Rethinking trauma transport: Mortality and length of stay in non-EMS transported patients
Recommended Citation
Ferguson R, Nouiri AE, Dobesh K, Hamdan H, Gardner C, Johnson JL. Rethinking trauma transport: Mortality and length of stay in non-EMS transported patients. Injury. 2026;113105.
Document Type
Article
Publication Date
2-16-2026
Publication Title
Injury
Keywords
Length of stay; Mortality; Police transport; Prehospital care; Private vehicle transport; Trauma transport
Abstract
INTRODUCTION: The pre-hospital care and transport of trauma patients by trained providers remains a cornerstone of practice in the United States. Some studies suggested a survival benefit for patients transported via police or private vehicles, particularly in severe penetrating injuries. Prior work has focused on penetrating trauma and relied on outdated data. Further, most studies compare EMS with police, often excluding private transport.. This study evaluates whether non-EMS transport offers a risk-adjusted mortality or length of stay benefit using a large regional dataset across an entire decade.
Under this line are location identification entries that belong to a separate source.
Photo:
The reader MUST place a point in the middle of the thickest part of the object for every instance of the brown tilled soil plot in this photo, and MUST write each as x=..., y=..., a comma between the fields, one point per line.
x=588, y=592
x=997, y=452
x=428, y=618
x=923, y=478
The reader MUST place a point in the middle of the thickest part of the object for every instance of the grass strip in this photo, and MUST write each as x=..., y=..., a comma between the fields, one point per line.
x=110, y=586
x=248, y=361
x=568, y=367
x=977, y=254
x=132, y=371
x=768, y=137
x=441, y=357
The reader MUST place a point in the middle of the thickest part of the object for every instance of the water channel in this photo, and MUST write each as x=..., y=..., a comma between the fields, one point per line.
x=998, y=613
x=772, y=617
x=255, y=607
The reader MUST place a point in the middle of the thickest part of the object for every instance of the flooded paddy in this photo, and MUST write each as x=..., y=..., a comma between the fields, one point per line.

METHODS: This retrospective cohort study utilized the Michigan Trauma Quality Improvement Program data (2014-2024). Adults with trauma activation were included; transfers, direct admissions, air transport, and dead on arrival were excluded. 69,092 patients met our eligibility criteria. We used demographic data and measures of injury severity to assess for differences between the groups, and then multivariable logistic regression to assess risk-adjusted outcomes of interest.
RESULTS: The mean age of our population was 50.5 (S.D 21.3) years, and the mean New Injury Severity Score was 13.3 (S.D 9). The cohort was predominantly male (67.3 %) and White (67.6 %), with the majority sustaining blunt trauma (87.3 %). In the cohort, 87.6 % were transported by EMS, 0.4 % by police, and 12 % by private vehicles. Police transported patients were significantly more in shock, (mean shock index=0.8). Private transport had lower odds of mortality than ground EMS (OR 0.35, CI 0.29-0.43). Both private (LOS ratio 0.69, 95 % CI 0.67-0.70) and police transport (LOS ratio 0.81, 95 % CI 0.74-0.90) were associated with shorter LOS.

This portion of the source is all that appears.